The Nasdaq stock index, known for its tech-heavy composition, has recently experienced significant fluctuations. A wave of selling in tech stocks highlights growing skepticism about the profitability of recent investments in artificial intelligence.
Nvidia and Alphabet, both prominent in AI-related technologies, saw their stock values decline for two consecutive days. On Tuesday, Micron Technology emerged as one of the biggest losers, with its shares dropping by 12%. This contributed to a roughly 2% decline in the Nasdaq index by Tuesday afternoon.
Micron’s stock performance exemplifies the current market dynamics. Over the past year, its value increased approximately 800%, driven by rising demand for memory chips due to the AI sector’s expansion. This rapid growth underscores the substantial valuations seen in AI-related stocks.
Gil Luria, head of technology research at D.A. Davidson, noted the market’s oscillation between enthusiasm about AI’s potential to boost productivity and doubts about its return on investment. He described the market’s concerns over whether AI spending might simply be inflating a bubble.
According to Stanford University’s AI Index Report, corporate investments in AI totaled over $580 billion globally in the past year, with more than $1 trillion spent over the previous four years. These significant expenditures have sparked uncertainty in the stock market.
On Monday, Alphabet shares dropped 5%, while SpaceX fell 16%. This nervousness affected Asian markets as well.

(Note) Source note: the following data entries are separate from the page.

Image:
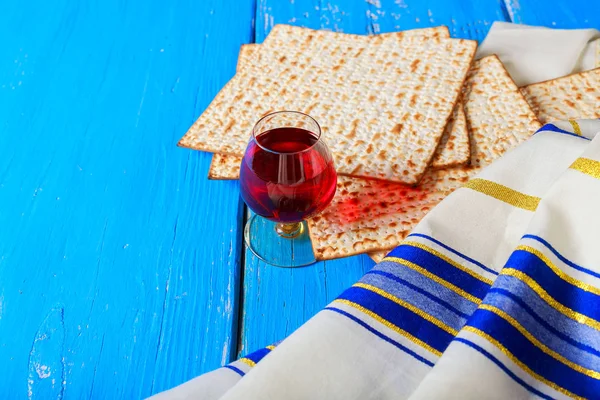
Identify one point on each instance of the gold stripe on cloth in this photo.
(504, 194)
(448, 260)
(574, 315)
(587, 166)
(387, 323)
(522, 365)
(558, 357)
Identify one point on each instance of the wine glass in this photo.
(286, 176)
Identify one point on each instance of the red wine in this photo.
(287, 175)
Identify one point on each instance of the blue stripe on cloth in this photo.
(538, 361)
(414, 298)
(442, 269)
(550, 327)
(587, 336)
(239, 371)
(450, 249)
(381, 335)
(417, 289)
(542, 330)
(258, 355)
(427, 285)
(561, 257)
(562, 291)
(556, 129)
(402, 317)
(503, 367)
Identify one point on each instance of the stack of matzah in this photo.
(409, 117)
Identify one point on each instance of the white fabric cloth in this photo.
(534, 54)
(493, 295)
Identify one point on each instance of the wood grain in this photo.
(119, 261)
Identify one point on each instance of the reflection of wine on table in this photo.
(287, 175)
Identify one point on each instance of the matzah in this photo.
(383, 101)
(574, 96)
(370, 216)
(453, 149)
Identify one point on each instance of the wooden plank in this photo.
(277, 301)
(556, 13)
(119, 261)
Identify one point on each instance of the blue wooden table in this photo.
(122, 269)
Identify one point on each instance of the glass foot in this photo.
(278, 244)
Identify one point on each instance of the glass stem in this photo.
(289, 231)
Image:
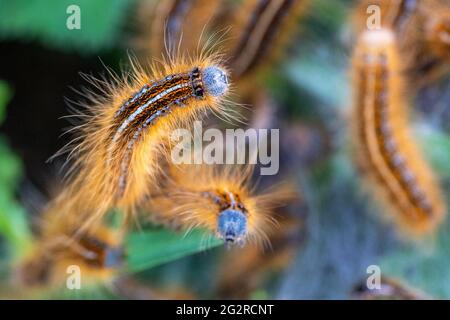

In Korea, stocks of major firms Samsung and SK Hynix fell 12% each.
Amid these developments, major AI companies OpenAI and Anthropic are contemplating stock offerings in potentially historic IPO events. Despite generating revenue, the long-term profitability of generative AI remains uncertain.
Mark Vena, CEO of SmartTech Research, remarked on the market’s struggle to determine whether AI investments will yield substantial returns. On Tuesday, chip maker stocks experienced a widespread fall. Intel and Advanced Micro Devices both decreased by over 5%, with Micron facing the most significant decline due to apprehensions about its upcoming earnings report.
Analysts are closely monitoring Micron’s earnings to assess the continuation of the AI investment cycle.